The district’s train operating companies are managing to maintain service levels but problems of overcrowding and how they deal with delays remain, according to a new survey.

The National Passenger Survey, published by Passenger Focus, measured customer satisfaction between January and April.

It has revealed that overall satisfaction ratings for East Coast Trains have remained steady, with an 87 per cent rating, two per cent lower than the previous autumn survey. Meanwhile, figures for Northern Rail, which runs trains on the Airedale, Wharfedale and Caldervale lines, have increased one per cent to 83 per cent.

But the survey also showed that passengers still had concerns with overcrowding. In particular, Northern Rail had seen its satisfaction rating drop to 65 per cent, a drop of three per cent.

James Vasey, chairman of the Bradford Rail Users Group, said: “This remains an issue especially on the Caldervale line. This may be rectified in the autumn when more trains are pressed into service but it is something we will continue to watch.”

An area where both companies scored poorly is how well the companies deal with delays. East Coast Train’s rating fell ten per cent to 52 per cent and Northern Rail’s fell nine per cent to 35 per cent.

Mr Vasey said: “This is a definite issue on the Calderdale line. If a train is delayed by more than ten minutes it no longer appears on the electronic board and people don’t know what is happening.”

The report showed an improvement of two per cent in passenger satisfaction with East Coast Trains’ punctuality and reliability to 85 per cent, but satisfaction with Northern Rail’s punctuality and reliability decreased by one per cent to 78 per cent.

Tim Calow, chairman of the Aire Valley Rail Users Group, said: “The Airedale and Wharfedale line has improved a great deal lately and Northern Rail have made the best of what they have but improvements need to be funded by the Government.”

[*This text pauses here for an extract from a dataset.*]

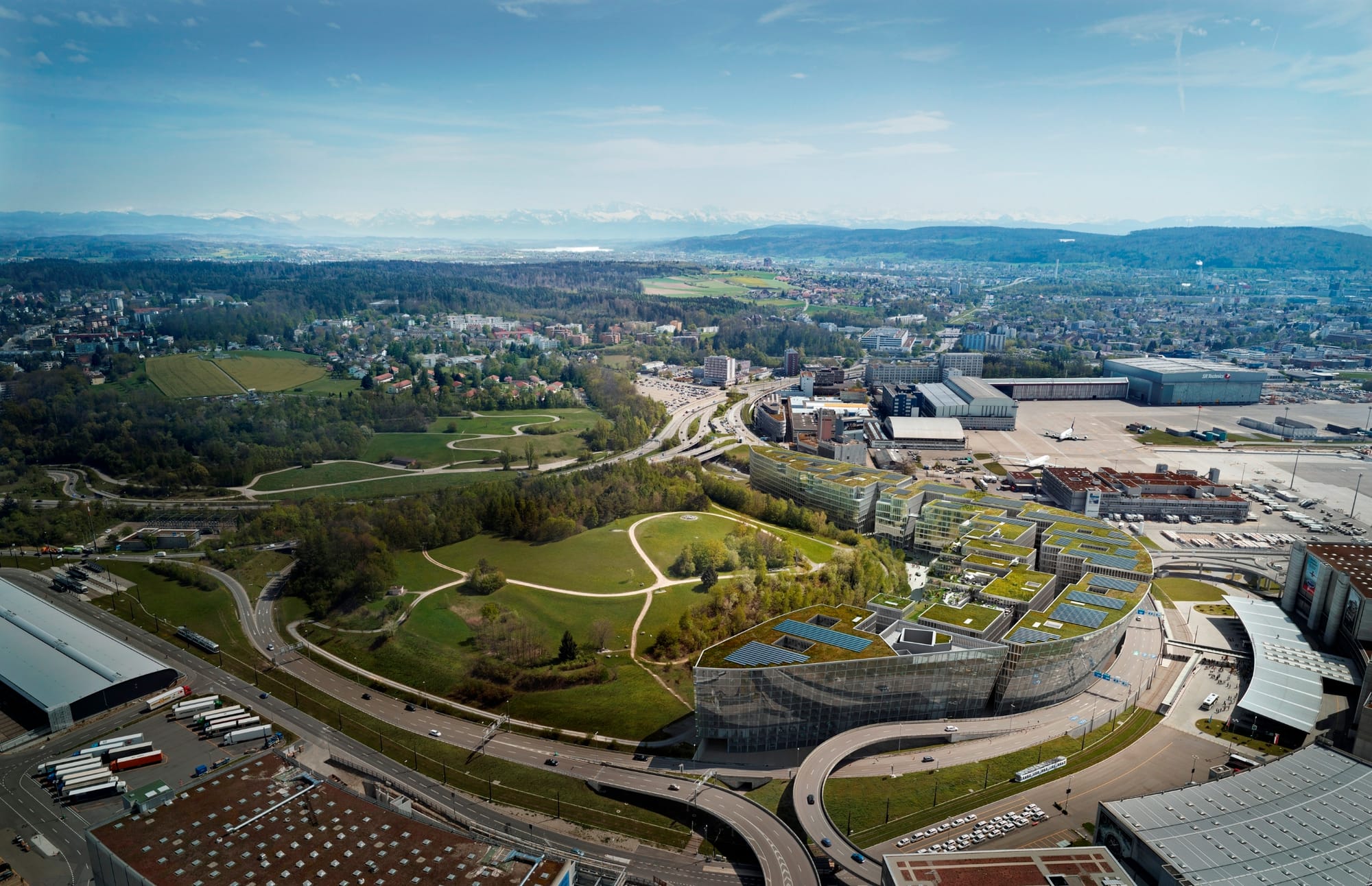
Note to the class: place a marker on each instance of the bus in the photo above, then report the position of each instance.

An East Coast spokesman said: “Our services were severely delayed on five days during the survey, all of which were due to external factors beyond East Coast’s control. Four days by infrastructure problems and the fifth by severe weather. Had they not happened, East Coast would have equalled its spring 2010 satisfaction rating and beaten the long distance operator average this time.

“We are also delivering significant improvements to our customer experience, including through a new timetable which provides 117 more services per week and many faster journeys.”